Что правда, то правда! Архелай, кроме прочих ошибок, совершил очень большую глупость, заявив, что он более велик, чем Бог, ибо Бог – лишь идея, живущая в голове людей, а он, Архелай, живое существо из плоти и крови. Правление Архелая, как настаивал он сам, не должно основываться на таких обветшавших древностях, как закон Моисея. Что же касается Храма Соломона, который отреставрировал его отец, Ирод Великий, то это вообще, как заявил тетрарх, слишком дорогое удовольствие. За одним актом тирании последовали другие.
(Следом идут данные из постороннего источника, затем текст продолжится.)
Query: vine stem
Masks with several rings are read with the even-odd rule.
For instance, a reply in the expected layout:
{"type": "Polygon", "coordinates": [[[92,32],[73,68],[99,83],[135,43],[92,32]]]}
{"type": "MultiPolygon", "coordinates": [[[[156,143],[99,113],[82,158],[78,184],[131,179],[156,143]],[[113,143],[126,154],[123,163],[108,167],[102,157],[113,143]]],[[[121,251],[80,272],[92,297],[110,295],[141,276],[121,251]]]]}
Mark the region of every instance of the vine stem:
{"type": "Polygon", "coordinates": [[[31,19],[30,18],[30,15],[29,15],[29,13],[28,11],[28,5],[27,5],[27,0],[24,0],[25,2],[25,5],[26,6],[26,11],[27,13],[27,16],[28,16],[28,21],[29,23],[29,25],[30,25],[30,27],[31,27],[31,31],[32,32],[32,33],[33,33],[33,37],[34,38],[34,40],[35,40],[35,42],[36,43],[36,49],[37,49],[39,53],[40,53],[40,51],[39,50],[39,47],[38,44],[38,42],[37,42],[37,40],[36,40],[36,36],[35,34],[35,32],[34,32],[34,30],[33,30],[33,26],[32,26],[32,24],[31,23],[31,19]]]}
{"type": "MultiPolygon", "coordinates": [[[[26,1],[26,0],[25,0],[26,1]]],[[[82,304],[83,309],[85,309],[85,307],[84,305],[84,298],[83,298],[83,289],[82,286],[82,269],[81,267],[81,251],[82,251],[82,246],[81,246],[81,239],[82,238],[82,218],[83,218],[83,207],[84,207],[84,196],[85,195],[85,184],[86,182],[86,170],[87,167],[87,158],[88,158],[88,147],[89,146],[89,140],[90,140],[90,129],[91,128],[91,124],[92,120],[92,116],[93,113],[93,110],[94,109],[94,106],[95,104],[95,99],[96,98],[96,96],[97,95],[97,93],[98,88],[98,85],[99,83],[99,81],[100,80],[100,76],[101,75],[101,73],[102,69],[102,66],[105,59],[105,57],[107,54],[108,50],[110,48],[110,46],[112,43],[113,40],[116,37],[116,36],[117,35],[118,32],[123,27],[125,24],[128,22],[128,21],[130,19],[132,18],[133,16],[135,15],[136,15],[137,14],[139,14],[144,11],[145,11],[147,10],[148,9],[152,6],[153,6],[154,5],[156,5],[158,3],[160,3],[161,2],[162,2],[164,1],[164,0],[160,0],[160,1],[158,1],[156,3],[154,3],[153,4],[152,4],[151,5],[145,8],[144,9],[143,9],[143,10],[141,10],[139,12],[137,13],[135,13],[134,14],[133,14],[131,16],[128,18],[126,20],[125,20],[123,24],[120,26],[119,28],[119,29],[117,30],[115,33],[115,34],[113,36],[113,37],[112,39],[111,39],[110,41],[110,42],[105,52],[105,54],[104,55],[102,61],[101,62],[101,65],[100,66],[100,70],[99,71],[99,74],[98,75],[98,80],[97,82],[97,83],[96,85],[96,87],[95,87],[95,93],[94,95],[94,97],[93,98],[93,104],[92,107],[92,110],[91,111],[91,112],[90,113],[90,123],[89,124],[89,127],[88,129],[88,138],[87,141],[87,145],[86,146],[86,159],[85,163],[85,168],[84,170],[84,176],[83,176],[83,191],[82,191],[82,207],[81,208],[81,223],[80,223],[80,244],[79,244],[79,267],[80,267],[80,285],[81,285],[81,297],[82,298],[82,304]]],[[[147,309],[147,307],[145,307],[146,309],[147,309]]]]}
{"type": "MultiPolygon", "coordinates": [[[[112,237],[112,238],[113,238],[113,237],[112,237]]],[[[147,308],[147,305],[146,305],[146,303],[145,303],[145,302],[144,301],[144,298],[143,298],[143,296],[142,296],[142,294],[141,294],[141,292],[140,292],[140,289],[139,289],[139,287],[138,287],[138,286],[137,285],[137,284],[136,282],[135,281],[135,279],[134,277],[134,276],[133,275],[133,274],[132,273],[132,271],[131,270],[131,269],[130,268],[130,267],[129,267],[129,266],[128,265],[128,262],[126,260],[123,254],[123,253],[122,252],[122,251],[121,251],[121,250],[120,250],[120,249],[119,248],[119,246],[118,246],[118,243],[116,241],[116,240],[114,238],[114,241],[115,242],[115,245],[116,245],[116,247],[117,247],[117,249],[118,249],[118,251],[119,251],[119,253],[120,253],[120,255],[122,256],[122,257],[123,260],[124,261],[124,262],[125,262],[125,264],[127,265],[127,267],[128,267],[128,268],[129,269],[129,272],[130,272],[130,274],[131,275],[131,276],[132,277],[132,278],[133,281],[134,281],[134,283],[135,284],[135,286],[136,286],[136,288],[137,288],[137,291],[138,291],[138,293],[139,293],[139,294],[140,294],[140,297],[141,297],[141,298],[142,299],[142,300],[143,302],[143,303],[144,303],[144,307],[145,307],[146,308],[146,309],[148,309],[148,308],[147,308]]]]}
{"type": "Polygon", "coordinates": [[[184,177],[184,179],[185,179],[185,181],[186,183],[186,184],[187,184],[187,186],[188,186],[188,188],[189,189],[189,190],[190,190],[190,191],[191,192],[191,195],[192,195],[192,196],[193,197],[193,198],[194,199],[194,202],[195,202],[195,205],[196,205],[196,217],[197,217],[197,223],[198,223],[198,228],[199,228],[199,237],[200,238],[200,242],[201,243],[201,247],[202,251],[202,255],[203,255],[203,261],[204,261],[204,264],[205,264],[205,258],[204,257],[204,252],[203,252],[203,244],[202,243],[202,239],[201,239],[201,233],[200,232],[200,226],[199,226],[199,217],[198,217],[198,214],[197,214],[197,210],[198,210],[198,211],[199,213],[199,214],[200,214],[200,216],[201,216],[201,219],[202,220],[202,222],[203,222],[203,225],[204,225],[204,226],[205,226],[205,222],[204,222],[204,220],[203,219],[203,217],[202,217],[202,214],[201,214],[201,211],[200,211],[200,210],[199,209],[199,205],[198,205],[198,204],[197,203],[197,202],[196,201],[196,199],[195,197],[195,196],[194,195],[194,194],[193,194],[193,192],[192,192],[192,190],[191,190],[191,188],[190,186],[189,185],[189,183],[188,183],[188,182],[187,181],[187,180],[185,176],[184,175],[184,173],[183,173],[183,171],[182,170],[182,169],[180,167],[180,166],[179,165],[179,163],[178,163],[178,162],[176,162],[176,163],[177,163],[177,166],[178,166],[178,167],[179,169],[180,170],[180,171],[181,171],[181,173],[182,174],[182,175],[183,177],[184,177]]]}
Вначале пыткам был подвергнут, а потом без суда казнен слепой старик, который, совершенно не нарочно, плюнул на сандалию капитана царской гвардии. Затем Архелай потребовал в наложницы четырнадцатилетнюю девушку-невесту, которую увидел из окна своего паланкина, когда его проносили мимо брачной процессии, направлявшейся в храм. Толпа пыталась забросать солдат Архелая камнями, но те ответили ударами мечей и дротиков, в результате чего погибло немало мужчин, женщин и детей. Убийства и неправый суд стали обычным делом в Иерусалиме в то время, когда Мария, Иосиф и ребенок медленно пересекали пустыню по пути домой.

Однажды вечером, отдыхая под пальмой, Иосиф сказал:

– Странное все-таки существо человек. Мне хочется назад, в Египет. Особенно вечерами, как сейчас. Помнишь, что говорили евреи, когда Моисей вел их к свободе?

– Я не знаю Писания, – покачала головой Мария. – Толком ничего не читала. Да и слушать не любила.

– А они говорили: «Где лук, где чеснок и черемша, которые в Египте у нас были в избытке»? Вот о чем они думали – о луке и чесноке, а не о свободе. И когда я думаю о том, что ждет нас в Назарете, с каждым шагом, который приближает нас к дому, мне становится все беспокойнее. Сплетни. Насмешки. Может быть, страх. Там все давно стало известно.

– Единственное, о чем там стало известно, так это о безумном царе и нашем счастливом спасении. И они еще не готовы…

– Поверить?

– Именно. Они примут нас за простую семью, которая просто сбежала в Египет, а потом вернулась. Семью с ребенком, который ничем не отличается от всех прочих детей.

Но, похоже, этот тихий серьезный ребенок с острым взглядом внимательно прислушивался к тому, что происходило в Иерусалиме, в двухстах милях от Назарета. Там, в столице Иудеи, кавалерия и пехота Двенадцатого римского легиона восстанавливали порядок в провинции, которую раздирали последствия тиранического правления одного из Иродиадов.

В Риме же Сатурнин как можно почтительнее говорил божественному Августу, что всегда считал Архелая человеком капризным и непредсказуемым, неспособным управлять даже четвертой частью провинции. Август соглашался, уверяя собеседника, что у возникшей проблемы есть лишь одно решение.

– Вы полагаете, что Иудея должна перейти под прямое правление Рима, ваше императорское величество?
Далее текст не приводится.